Hi All,
I am working on integrating Ray with Flyte. I have been able to
register and run the ray task and it completes successfully. But I am not able to find any logs anywhere saying that the task was run through ray. Also, I can't see any pods being created / destroyed. There is a ray cluster created, but it is also not destroyed after the task run.

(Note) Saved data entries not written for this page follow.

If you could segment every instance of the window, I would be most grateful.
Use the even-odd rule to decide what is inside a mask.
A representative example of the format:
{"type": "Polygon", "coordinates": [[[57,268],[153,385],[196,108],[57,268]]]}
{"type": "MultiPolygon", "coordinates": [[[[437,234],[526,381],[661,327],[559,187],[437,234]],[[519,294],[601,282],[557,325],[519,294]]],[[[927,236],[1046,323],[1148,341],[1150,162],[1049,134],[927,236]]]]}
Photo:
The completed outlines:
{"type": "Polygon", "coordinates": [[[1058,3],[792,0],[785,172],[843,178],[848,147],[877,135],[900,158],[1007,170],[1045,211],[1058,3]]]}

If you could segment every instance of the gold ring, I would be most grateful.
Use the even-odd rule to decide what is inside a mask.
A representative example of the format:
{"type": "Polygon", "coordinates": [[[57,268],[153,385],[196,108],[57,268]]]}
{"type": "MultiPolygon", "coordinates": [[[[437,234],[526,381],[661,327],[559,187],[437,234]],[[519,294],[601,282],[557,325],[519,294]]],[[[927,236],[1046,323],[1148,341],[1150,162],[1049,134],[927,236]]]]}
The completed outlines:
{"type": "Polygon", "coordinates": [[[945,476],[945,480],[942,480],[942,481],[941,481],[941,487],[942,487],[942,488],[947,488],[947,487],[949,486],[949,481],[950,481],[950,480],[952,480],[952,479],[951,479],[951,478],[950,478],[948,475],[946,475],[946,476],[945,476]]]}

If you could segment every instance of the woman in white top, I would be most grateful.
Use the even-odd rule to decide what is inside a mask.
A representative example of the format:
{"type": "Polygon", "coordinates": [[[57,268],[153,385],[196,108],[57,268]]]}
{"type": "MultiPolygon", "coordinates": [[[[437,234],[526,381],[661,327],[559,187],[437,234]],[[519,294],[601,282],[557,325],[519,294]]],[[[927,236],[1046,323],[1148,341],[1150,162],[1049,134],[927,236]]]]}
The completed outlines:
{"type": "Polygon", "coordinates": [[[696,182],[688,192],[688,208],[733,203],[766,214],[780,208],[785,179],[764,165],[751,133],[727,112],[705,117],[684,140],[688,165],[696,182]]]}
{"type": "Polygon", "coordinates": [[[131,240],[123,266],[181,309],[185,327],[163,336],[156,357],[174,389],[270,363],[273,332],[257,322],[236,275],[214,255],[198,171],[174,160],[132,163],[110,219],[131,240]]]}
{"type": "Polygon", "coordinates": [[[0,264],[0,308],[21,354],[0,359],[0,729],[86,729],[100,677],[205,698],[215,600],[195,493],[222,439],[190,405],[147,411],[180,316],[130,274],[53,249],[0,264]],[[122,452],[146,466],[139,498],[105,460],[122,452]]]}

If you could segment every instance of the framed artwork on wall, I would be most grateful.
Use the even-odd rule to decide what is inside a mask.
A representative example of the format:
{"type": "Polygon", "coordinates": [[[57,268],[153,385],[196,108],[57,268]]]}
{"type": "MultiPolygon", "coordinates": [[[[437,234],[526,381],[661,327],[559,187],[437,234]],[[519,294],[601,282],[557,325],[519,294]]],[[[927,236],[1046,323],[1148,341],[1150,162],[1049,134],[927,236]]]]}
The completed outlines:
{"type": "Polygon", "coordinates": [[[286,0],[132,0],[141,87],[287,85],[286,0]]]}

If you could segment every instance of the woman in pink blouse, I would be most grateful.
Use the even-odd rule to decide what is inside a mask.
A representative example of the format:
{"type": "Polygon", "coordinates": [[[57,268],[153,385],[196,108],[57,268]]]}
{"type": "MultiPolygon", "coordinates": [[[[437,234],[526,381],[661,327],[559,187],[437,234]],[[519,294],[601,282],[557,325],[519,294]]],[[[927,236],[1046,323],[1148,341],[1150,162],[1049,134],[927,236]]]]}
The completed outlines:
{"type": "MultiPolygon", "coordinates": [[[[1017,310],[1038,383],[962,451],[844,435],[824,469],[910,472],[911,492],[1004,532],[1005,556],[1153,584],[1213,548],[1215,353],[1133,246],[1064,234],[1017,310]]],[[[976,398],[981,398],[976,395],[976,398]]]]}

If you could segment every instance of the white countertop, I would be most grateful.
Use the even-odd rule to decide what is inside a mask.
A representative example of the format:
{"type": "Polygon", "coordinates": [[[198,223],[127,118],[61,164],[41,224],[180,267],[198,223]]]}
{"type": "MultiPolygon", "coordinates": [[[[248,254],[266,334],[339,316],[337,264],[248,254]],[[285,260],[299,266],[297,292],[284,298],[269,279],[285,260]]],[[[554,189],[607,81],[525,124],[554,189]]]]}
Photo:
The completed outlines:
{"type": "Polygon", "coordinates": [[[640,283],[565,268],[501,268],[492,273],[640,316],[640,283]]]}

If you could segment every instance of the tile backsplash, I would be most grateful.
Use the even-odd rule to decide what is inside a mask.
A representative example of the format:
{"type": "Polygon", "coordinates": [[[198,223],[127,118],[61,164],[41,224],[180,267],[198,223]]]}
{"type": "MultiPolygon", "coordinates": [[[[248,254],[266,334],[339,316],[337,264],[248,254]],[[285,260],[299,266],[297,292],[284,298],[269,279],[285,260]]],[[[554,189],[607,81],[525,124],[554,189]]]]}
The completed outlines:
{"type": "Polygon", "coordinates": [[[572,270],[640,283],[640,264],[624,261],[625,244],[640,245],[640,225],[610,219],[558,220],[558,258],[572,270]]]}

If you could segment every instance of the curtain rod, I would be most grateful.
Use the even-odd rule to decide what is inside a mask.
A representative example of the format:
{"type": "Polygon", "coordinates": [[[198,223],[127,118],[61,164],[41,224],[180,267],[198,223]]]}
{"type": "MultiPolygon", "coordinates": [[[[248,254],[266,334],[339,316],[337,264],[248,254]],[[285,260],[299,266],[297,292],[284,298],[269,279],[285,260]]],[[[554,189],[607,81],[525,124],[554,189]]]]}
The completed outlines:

I have installed Ray operator, ray cluster and ray api-server using their helm charts. And I have added the
configmap in the
inline
section of the
configuration
in values.yaml.
configuration:
inline:
configmap:
enabled_plugins:
# -- Task specific configuration [structure](<https://pkg.go.dev/github.com/flyteorg/flytepropeller/pkg/controller/nodes/task/config#GetConfig>)
tasks:
# -- Plugins configuration, [structure](<https://pkg.go.dev/github.com/flyteorg/flytepropeller/pkg/controller/nodes/task/config#TaskPluginConfig>)
task-plugins:
# -- [Enabled Plugins](<https://pkg.go.dev/github.com/flyteorg/flyteplugins/go/tasks/config#Config>). Enable SageMaker*, Athena if you install the backend
# plugins
enabled-plugins:
- container
- sidecar
- k8s-array
- ray
default-for-task-types:
container: container
sidecar: sidecar
container_array: k8s-array
ray: ray
I have all the ray pods running -
NAME READY STATUS RESTARTS AGE
flyte-flyte-binary-6cfdcfc575-9l42x 1/1 Running 0 3d2h
flyte-ray-cluster-kuberay-head-9q6jq 1/1 Running 0 147m
flyte-ray-cluster-kuberay-worker-workergroup-bts8b 1/1 Running 0 147m
kuberay-apiserver-d7bbb9864-htsw4 1/1 Running 0 97m
kuberay-operator-55c84695b8-vftmn 1/1 Running 0 11h
And also all the services -
NAME TYPE CLUSTER-IP EXTERNAL-IP PORT(S) AGE
flyte-flyte-binary-grpc ClusterIP x.x.x.x. <none> 8089/TCP 3d3h
flyte-flyte-binary-http ClusterIP x.x.x.x. <none> 8088/TCP 3d3h
flyte-flyte-binary-webhook ClusterIP x.x.x.x. <none> 443/TCP 3d3h
flyte-ray-cluster-kuberay-head-svc ClusterIP x.x.x.x. <none> 10001/TCP,6379/TCP,8265/TCP,8080/TCP,8000/TCP 166m
kuberay-apiserver-service NodePort x.x.x.x. <none> 8888:31888/TCP,8887:31887/TCP 116m
kuberay-operator ClusterIP x.x.x.x. <none> 8080/TCP 3d2h
Questions:
1. Have I configured flyte to use ray correctly using the configmap in values.yaml?
2. How do I verify that the ray task that Flyte says was successful was indeed run on a ray cluster?